Posted by gasweek on 10 October, 2007

The Nigerian National Petroleum Corporation, for decades a source of corruption and national shame, is to be abolished by Nigeria’s new president, Umaru Yar’Adua, and replaced by five new companies. The president, who will head a special oil council to oversee the changes, says he wants the reforms completed in six months. It would be an astonishing achievement if it happens and works. The industry has been very badly run for years. The new government, formed only two months ago, has been admirably quick to take action.

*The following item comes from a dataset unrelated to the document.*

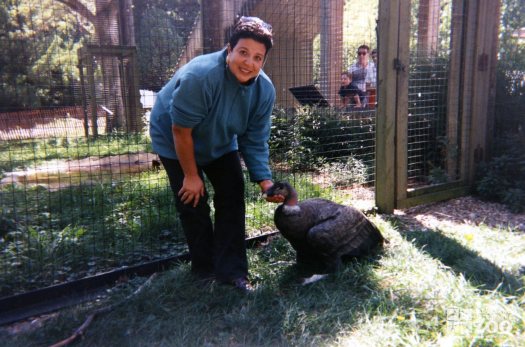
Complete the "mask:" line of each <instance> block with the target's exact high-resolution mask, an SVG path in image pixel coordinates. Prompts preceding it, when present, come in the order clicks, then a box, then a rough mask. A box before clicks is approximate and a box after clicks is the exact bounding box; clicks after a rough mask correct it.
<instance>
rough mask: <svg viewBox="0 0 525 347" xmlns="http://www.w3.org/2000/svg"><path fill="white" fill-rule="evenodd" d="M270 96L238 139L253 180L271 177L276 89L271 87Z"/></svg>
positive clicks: (252, 180)
mask: <svg viewBox="0 0 525 347" xmlns="http://www.w3.org/2000/svg"><path fill="white" fill-rule="evenodd" d="M268 94H269V95H268V97H267V98H266V100H265V101H264V102H262V103H261V104H260V107H259V108H258V109H257V111H256V112H255V114H253V115H252V117H251V119H250V123H249V124H248V128H247V130H246V132H245V133H244V134H243V135H242V136H239V137H238V139H237V142H238V145H239V151H240V152H241V154H242V157H243V159H244V162H245V164H246V166H247V168H248V172H249V174H250V180H251V181H252V182H258V181H262V180H265V179H271V178H272V173H271V171H270V164H269V156H270V149H269V145H268V140H269V139H270V129H271V115H272V110H273V105H274V102H275V89H274V88H273V86H272V87H271V92H269V93H268Z"/></svg>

It has awarded a contract worth $52m to fix damaged pipelines in the Delta region and promised to get refineries working again by December, reported The Economist, (29/9/2007), p. 48.

$5.2 billion AWOL: On September 21st a federal budget report said that the corporation had somehow failed to remit 647 billion naira (almost $5.2 billion) expected by the treasury last month. Production in June fell to 750,000 barrels a day, far below its capacity of 3m b/d. As well as incompetence, civil unrest has been to blame. Violence and pipeline sabotage have reduced output to a drip in the oil-rich Niger Delta, where Port Harcourt, the main city, has been under curfew for a month.

Shell, Chevron face constant disruption: Shell, Chevron and several other big companies have been forced to close their pipelines and sabotage has hobbled already decrepit refineries, which operated at only about one-third of their potential between 1999 and 2004. The Americans reckon that Nigeria has lost some $16 billion in export earnings in the past two years. Regulation has been equally erratic.

Regulation weak: Since the corporation was founded in 1977, its regulating arm, which was recently hived off into a new and supposedly independent body called the Department of Petroleum Resources, went in and out of company control. The new regulatory outfit is weak. Its cash-strapped employees still depend for various services, such as transport, on the oil companies they are supposed to monitor.